What does Genesis 27:1 mean?
ESV: When Isaac was old and his eyes were dim so that he could not see, he called Esau his older son and said to him, “My son”; and he answered, “Here I am.”
NIV: When Isaac was old and his eyes were so weak that he could no longer see, he called for Esau his older son and said to him, 'My son.' 'Here I am,' he answered.
NASB: Now it came about, when Isaac was old and his eyes were too dim to see, that he called his older son Esau and said to him, 'My son.' And he said to him, 'Here I am.'
CSB: When Isaac was old and his eyes were so weak that he could not see, he called his older son Esau and said to him, "My son."And he answered, "Here I am."
NLT: One day when Isaac was old and turning blind, he called for Esau, his older son, and said, 'My son.' 'Yes, Father?' Esau replied.

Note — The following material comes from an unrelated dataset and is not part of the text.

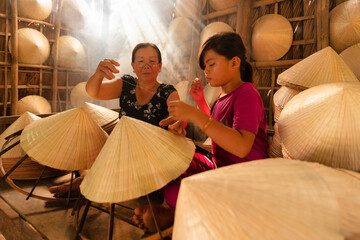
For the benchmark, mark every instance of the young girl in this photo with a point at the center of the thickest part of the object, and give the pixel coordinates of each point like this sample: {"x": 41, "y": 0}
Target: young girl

KJV: And it came to pass, that when Isaac was old, and his eyes were dim, so that he could not see, he called Esau his eldest son, and said unto him, My son: and he said unto him, Behold, here am I.
Verse Commentary:
Several things about this verse and those that follow may be surprising to modern readers. First, it was apparently customary for fathers, near the end of their lives, to gather all of their children to explain their wishes and to pass on their property. In a time before written wills, and when families might include multiple wives and many children, this makes sense. Here, though, Isaac only calls one of his sons, Esau, and not Esau's twin brother, Jacob.

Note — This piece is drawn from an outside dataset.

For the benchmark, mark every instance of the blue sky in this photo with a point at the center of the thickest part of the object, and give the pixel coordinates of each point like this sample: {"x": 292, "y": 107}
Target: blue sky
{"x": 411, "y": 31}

It is also surprising because of what we were told at the end of the previous chapter about Esau. His marriages to local Canaanite women had made life bitter for Isaac and Rebekah. Why would Isaac now be so eager to pass on his blessing to Esau alone?

The blatant favoritism in the family certainly comes into play (Genesis 25:28). Isaac probably assumes that if Rebekah or Jacob know about what's about to happen, they will interfere. Isaac's near-blindness will play an important role in the tragically comic scenes to follow.
Verse Context:
Genesis 27:1–29 describes how the Abrahamic family blessing came to second-born Jacob, instead of his firstborn brother, Esau. Isaac intends to give the blessing to his favored son, Esau. Rebekah commands Jacob to impersonate Esau, instead, in order to get the blessing for himself. Isaac almost catches on but is convinced by the smell of Esau on Jacob's borrowed clothes, and the hairy, Esau-like goat's skin on Jacob's hands. Isaac gives to Jacob the future-defining blessing of God.
Chapter Summary:
Isaac's plan to pass the family blessing on to his favorite son, Esau, is thwarted by the deception of Isaac's wife Rebekah, and his other son Jacob. Old and blind, Isaac fails to recognize that the man claiming to be Esau is actually Jacob in a clever disguise. His prayer of blessing for wealth and rule over his brothers will remain valid though it is given under false pretense. Esau will be left with a blessing that sounds like a curse and a plan to murder his brother. Jacob will be forced to run for his life.
Chapter Context:
Prior chapters described the prosperity of Isaac, living in the Valley of Gerar. Genesis 27 leaps forward to near the end of Isaac's life. The time has come to pass on the family blessing. Isaac's intention to give that blessing to firstborn, Esau, is thwarted by the deception of Isaac's wife Rebekah and his other son Jacob. Isaac overcomes his suspicions that the man before him is not Esau and delivers the very blessing of God on Jacob. Esau is left with a near-curse and a murderous rage. Rebekah urges Jacob to go to her brother's household, a plan Isaac will endorse in the following chapter. There, he will ironically experience the sting of deception in his own life.
Book Summary:
The book of Genesis establishes fundamental truths about God. Among these are His role as the Creator, His holiness, His hatred of sin, His love for mankind, and His willingness to provide for our redemption. We learn not only where mankind has come from, but why the world is in its present form. The book also presents the establishment of Israel, God's chosen people. Many of the principles given in other parts of Scripture depend on the basic ideas presented here in the book of Genesis. Within the framework of the Bible, Genesis explains the bare-bones history of the universe leading up to the captivity of Israel in Egypt, setting the stage for the book of Exodus.